The Upstate Flood Mitigation Task Force's recently released report is a tale of two watersheds: the Oswego River Basin and the Mohawk River Basin.
Together, the two basins cover nearly 8,500 square miles, or one-third of upstate New York. When these basins flood, which is happening more frequently, they cause millions of dollars’ worth of damage.
After six years and multiple delays, the task force, which is comprised of state agencies and experts and headed up by Brian Stratton, director of the New York State Canal Corporation, has released its recommendations.
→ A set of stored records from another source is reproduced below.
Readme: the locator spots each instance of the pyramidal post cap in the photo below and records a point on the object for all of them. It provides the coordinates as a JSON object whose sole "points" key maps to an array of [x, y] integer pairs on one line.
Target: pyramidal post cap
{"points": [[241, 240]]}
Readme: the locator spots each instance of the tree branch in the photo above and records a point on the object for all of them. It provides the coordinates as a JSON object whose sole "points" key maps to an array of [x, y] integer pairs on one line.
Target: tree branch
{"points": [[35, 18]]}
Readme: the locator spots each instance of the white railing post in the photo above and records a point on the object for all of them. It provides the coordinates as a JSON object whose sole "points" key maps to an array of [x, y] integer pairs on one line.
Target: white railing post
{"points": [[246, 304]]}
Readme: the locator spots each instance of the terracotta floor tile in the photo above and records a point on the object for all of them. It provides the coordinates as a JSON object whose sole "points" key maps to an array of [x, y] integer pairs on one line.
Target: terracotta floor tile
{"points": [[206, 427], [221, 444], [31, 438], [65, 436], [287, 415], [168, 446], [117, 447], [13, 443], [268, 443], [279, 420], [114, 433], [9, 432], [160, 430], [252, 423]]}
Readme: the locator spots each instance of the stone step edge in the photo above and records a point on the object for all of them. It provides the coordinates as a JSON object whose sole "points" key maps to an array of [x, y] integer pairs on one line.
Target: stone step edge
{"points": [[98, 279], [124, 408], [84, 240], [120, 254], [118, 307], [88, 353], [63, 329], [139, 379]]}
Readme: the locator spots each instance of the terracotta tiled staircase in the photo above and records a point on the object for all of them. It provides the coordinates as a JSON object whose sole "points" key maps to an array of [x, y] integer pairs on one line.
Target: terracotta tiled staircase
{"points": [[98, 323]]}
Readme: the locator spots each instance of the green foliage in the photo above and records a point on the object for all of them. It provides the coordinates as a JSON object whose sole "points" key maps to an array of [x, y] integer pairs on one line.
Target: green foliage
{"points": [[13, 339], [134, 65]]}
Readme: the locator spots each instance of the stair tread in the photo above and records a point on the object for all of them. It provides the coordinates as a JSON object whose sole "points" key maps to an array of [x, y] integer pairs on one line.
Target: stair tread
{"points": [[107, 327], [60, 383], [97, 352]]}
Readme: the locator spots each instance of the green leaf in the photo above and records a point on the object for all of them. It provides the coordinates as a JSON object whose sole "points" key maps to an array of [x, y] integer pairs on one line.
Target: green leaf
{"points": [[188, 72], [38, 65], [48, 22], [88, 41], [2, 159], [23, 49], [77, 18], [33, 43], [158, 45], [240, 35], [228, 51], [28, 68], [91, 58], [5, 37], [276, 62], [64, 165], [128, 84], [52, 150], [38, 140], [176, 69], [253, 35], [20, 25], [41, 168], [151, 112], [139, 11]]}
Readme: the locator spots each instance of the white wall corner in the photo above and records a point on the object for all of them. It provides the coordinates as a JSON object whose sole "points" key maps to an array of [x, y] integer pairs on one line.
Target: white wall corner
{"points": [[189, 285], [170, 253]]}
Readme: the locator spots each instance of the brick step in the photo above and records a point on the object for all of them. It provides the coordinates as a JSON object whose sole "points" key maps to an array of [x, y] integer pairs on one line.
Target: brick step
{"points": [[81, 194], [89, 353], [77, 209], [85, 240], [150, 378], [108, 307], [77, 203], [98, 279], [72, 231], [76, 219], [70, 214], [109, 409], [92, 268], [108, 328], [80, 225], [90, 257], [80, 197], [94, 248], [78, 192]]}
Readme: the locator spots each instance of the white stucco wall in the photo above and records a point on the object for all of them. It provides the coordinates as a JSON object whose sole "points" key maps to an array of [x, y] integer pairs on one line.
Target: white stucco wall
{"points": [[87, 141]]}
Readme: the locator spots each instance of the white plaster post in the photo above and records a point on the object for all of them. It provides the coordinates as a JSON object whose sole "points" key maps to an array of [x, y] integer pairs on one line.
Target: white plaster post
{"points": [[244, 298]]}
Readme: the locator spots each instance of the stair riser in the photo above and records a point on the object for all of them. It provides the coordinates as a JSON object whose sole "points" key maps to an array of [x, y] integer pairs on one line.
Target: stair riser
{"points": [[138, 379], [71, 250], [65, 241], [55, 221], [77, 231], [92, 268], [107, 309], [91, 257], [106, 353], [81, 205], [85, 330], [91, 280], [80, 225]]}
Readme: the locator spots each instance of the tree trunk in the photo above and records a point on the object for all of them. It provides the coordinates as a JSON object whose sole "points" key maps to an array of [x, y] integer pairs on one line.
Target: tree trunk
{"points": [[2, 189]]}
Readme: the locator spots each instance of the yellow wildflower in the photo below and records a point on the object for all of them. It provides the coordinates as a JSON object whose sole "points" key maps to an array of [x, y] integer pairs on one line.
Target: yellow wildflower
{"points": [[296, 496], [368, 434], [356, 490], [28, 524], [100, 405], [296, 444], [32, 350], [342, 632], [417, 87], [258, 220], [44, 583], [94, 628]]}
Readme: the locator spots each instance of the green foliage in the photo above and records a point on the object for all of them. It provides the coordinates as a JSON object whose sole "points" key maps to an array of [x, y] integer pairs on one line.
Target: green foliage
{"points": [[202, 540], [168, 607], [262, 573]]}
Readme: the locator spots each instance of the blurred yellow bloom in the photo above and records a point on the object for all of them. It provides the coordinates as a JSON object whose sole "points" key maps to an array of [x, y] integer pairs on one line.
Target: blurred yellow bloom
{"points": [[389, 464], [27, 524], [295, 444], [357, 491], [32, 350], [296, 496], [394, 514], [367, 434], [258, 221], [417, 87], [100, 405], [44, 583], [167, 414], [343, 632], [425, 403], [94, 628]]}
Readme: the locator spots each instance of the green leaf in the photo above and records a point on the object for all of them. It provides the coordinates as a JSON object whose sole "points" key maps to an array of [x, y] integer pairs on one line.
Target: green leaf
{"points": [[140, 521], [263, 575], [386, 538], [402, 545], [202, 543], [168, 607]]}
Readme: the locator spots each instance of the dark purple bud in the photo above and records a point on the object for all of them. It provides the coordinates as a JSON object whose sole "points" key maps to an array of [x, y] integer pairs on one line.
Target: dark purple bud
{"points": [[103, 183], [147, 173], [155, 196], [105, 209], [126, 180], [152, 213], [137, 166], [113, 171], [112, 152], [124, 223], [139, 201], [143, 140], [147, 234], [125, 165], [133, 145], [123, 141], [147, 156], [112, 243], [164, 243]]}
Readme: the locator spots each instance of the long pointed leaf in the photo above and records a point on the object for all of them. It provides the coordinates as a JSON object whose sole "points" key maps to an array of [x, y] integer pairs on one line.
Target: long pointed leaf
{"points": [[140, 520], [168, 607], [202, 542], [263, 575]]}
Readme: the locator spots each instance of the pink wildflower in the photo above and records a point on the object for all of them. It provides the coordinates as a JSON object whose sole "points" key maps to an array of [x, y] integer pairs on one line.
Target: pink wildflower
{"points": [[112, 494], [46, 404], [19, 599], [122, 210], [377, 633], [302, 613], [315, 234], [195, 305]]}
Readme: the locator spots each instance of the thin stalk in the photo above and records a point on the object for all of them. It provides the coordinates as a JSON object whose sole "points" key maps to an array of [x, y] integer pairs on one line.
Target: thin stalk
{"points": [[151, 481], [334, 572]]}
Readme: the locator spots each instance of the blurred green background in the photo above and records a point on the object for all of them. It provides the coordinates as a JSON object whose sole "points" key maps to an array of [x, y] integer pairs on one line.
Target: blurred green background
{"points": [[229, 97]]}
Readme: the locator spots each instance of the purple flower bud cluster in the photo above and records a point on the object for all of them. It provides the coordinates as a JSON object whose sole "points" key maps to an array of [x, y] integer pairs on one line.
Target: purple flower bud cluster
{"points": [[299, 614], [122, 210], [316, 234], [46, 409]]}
You can read the report here.
Syracuse-area Assemblyman Al Stirpe has been an advocate for flood reform since 2017, the year the Task Force was founded. He told Capital Tonight the recommendations are wide-ranging, and there is currently money available to implement at least some of the recommendations.
“There are some excellent recommendations in the report and there’s money available through the $4.2 billion dollar bond act, the Inflation Reduction Act from the federal government and the infrastructure bill from the federal government passed,” he said.
The number one recommendation is to have an agency oversee each basin.
“This is so that they communicate the same information to all the parties up and down the basin, and come up with recommendations that everyone can use,” Stirpe said.
One of the adaptive measures that may be implemented to mitigate flood damage includes installing updated moveable dams.
“Right now, the way things work, there’s a 24-hour period where they’re going to have to notify everybody that they’re going to raise the moveable dams. Secondly, they’re so old that it takes 48 more hours for that to be completed. So, 72 hours. And with the Mohawk River basin, you’re not going to have much luck, because there are no bodies of water to absorb any excess in the Mohawk,” Stirpe said. “That water comes fast and hard.”
With new moveable dams, the process would take 24 hours. New York state has recently seen the results of “once-in-a-hundred-year” floods. Just this summer, areas of the Hudson Valley were destroyed by flash flooding.
These events are the new normal, according to Gov. Kathy Hochul and climate scientists. The second recommendation from the task force is to update the state’s flood maps.
“Some of them haven’t been done since the 1980’s,” Stirpe said.